In venture capitalism, meaningful changes don’t take place overnight. Performance is often measured in decades. Unfortunately the results of the last decade make grim reading, not just for VCs but also for those start-ups who depend on them.
Since the dot-com crash, nowhere has this become more apparent than in Silicon Valley. The epicentre of tech innovation has become a valley of the dinosaurs for VC firms as their long-term returns continue to ebb away. The result is new companies starved of VC financing and advice.
The depressing reality for venture firms today is that the huge windfalls they brought in through investments more than a decade ago are unlikely to return. A recent report released by the National Venture Capital Association (NVCA) reveals that the situation in the US is much the same as in the UK.
Worse still, it is part of a long-term trend which shows little sign of recovery and anything like a return to those heady days of the dot-com boom. Even the NVCA themselves admit that the VC industry is contracting and will “continue to do so for the foreseeable future”.
Why? Because they know that the venture capital model of investing just isn’t working as it once was. The environment has become hostile for large scale venture capital firms. This has prompted a steady contraction in the industry and firms raising ever smaller funds and a reduction in principal numbers at venture firms..

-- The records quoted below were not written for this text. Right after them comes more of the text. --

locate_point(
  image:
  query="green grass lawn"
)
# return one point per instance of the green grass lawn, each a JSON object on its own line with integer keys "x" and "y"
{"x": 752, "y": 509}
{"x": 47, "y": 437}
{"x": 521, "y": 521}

As the number of companies they invest in is reduced then so to does is the chance of a windfall from flotation. This will be catastrophic for venture capital firms whose financial model relies on receiving these windfalls and securing healthy returns for investors. The IPO market refuses to emerge from a decade of slumber and is unlikely to do so in the current climate so vital returns on investment are also likely to be reduced for some time until conditions change, but there are no guarantees.
With a further contractions in venture funding now inevitable, where does that leave the start-ups who rely on them? Well let’s look again at those web start-ups of Silicon Valley. Many are now finding other sources of funding including a proportion from angel investors who are smaller and leaner than their VC counterparts.

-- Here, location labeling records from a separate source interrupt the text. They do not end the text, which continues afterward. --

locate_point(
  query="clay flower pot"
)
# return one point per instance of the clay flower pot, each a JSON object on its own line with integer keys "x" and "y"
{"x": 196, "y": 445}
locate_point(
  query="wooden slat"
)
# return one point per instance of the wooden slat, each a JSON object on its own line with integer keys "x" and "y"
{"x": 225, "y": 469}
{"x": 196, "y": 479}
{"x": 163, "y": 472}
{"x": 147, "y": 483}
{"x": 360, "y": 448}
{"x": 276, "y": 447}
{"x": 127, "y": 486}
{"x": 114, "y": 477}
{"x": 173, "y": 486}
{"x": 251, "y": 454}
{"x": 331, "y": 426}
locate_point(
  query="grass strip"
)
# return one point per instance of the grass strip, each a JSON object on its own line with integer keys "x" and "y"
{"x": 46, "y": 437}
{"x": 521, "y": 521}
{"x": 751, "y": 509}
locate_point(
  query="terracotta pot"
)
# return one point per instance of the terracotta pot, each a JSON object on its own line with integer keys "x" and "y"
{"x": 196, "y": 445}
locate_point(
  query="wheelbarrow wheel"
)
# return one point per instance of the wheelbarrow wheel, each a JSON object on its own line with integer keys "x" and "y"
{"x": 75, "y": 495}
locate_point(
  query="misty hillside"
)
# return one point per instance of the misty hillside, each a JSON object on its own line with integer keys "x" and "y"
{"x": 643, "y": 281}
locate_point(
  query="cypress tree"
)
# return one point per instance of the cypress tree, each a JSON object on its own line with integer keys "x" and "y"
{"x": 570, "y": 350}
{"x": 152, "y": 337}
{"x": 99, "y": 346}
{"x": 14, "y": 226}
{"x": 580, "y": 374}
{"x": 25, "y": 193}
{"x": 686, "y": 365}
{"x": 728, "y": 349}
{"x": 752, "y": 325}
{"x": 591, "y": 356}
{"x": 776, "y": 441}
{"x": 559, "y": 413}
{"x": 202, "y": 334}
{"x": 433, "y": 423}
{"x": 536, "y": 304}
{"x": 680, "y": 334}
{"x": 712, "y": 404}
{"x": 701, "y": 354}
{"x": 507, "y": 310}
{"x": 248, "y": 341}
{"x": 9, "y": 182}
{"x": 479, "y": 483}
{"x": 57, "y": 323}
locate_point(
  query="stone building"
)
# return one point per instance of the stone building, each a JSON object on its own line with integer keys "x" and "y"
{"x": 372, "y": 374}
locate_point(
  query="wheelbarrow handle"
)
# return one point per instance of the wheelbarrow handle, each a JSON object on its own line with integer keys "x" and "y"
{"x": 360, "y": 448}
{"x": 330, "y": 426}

Also major success stories of the past decade like Facebook and Linkedin are so far reluctant to go down the route of flotation, instead preferring to keep their businesses out of public hands, which again has kept them off limits to VC investors who rely on flotation to make their money.
Also Internet businesses can now be set up much more cheaply than at the beginning of the decade and many of those that have emerged and become powerful businesses are buying up some of the smaller outfits.
Another threat comes from the smaller, more agile fund type investments supplied by business angels. Angel investors in comparison to large VC firms are more agile and better able to swallow smaller returns on investment offered by emerging internet ventures.
Angel investing may be the perfect fit for those emerging companies, however this may not be the case in other industry sectors which require the much larger investments venture firms offer. Herein lies a problem. Angel investors are able to fill the funding gap for companies with smaller ambitions, however investment creates jobs and with smaller investments comes fewer job opportunities.
What is needed is a more agile, leaner approach to funding which business angels are better able to offer, but one that is better organised and able to withstand smaller returns. The alternative is to allow those businesses to survive and evolve on their own and invest at a later stage when the risk involved lessens.